Now back to ArrayList resizing.

Exercise: What is the value of $c_i$ for ArrayList add operations? If we let the amortized cost $a_i = 5$, will the potential ever become negative? Is there a smaller amortized cost that works? Fill out a table like the one for Grigometh to help with this.

Answer: $c_i$ is the total cost for array resizing and adding the new element, where $c_i = 2i + 1$ if i is a power of 2, and $c_i = 1$ otherwise.

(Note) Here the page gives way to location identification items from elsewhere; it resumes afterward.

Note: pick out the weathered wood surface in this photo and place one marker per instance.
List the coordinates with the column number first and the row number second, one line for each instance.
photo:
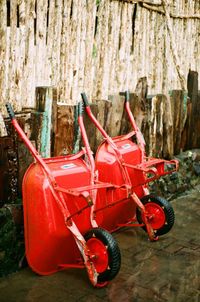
column 193, row 116
column 101, row 47
column 64, row 130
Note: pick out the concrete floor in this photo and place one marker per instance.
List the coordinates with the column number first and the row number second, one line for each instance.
column 166, row 270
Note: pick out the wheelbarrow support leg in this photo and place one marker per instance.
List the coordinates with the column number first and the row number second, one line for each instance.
column 150, row 231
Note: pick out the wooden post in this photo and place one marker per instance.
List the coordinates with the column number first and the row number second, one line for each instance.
column 64, row 130
column 44, row 103
column 178, row 100
column 193, row 120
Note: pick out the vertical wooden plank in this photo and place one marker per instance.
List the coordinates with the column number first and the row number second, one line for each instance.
column 64, row 136
column 3, row 131
column 65, row 49
column 44, row 103
column 28, row 97
column 90, row 47
column 41, row 23
column 179, row 113
column 193, row 121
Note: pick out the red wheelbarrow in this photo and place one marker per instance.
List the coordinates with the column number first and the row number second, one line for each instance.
column 59, row 195
column 123, row 162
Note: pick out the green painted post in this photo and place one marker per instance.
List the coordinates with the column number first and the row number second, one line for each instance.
column 44, row 102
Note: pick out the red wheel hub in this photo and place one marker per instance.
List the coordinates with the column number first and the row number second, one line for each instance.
column 98, row 254
column 155, row 215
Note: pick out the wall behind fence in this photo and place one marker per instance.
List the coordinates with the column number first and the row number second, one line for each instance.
column 101, row 47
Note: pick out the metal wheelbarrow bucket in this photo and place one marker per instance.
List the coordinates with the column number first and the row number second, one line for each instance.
column 123, row 162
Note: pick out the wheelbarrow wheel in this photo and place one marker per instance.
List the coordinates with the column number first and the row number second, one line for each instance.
column 106, row 254
column 160, row 213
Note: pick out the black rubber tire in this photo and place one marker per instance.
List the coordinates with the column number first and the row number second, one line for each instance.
column 114, row 255
column 168, row 211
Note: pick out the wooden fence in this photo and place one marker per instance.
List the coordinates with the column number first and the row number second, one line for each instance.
column 101, row 47
column 170, row 123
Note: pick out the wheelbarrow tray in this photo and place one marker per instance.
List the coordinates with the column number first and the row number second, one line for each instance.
column 141, row 170
column 49, row 244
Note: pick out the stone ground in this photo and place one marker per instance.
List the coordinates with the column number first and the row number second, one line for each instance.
column 166, row 270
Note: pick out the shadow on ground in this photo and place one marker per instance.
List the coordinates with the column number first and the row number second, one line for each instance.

Insert # 0 1 2 3 4 5 6 7 8 9 10 11 12 13
Actual cost $c_i$ 1 3 5 1 9 1 1 1 17 1 1 1 1 1
Amortized cost $a_i$ 5 5 5 5 5 5 5 5 5 5 5 5 5 5
Change in potential 4 2 0 4 -4 4 4 4 -12 4 4 4 4 4
Potential $\Phi_i$ 4 6 6 10 6 10 14 18 6 10 14 18 22 26

By looking at the trend, the potential should never be negative (proof for this is omitted). Intuitively, for high-cost operations, we use the previous low-cost operations to store up potential.

Finally, we've shown that ArrayList add operations are indeed amortized constant time. Geometric resizing (multiplying by the RFACTOR) leads to good list performance.

Summary

• Big O is an upper bound ("less than or equals")
• Big Omega is a lower bound ("greater than or equals")
• Big Theta is both an upper and lower bound ("equals")
• Big O does NOT mean "worst case". We can still describe worst cases using Big Theta
• Big Omega does NOT mean "best case". We can still describe best cases using Big Theta
• Big O is sometimes colloquially used in cases where Big Theta would provide a more precise statement
• Amortized analysis provides a way to prove the average cost of operations.
• If we chose $a_i$ such that $\Phi_i$ is never negative and $a_i$ is constant for all $i$, then the amortized cost is an upper bound on the true cost.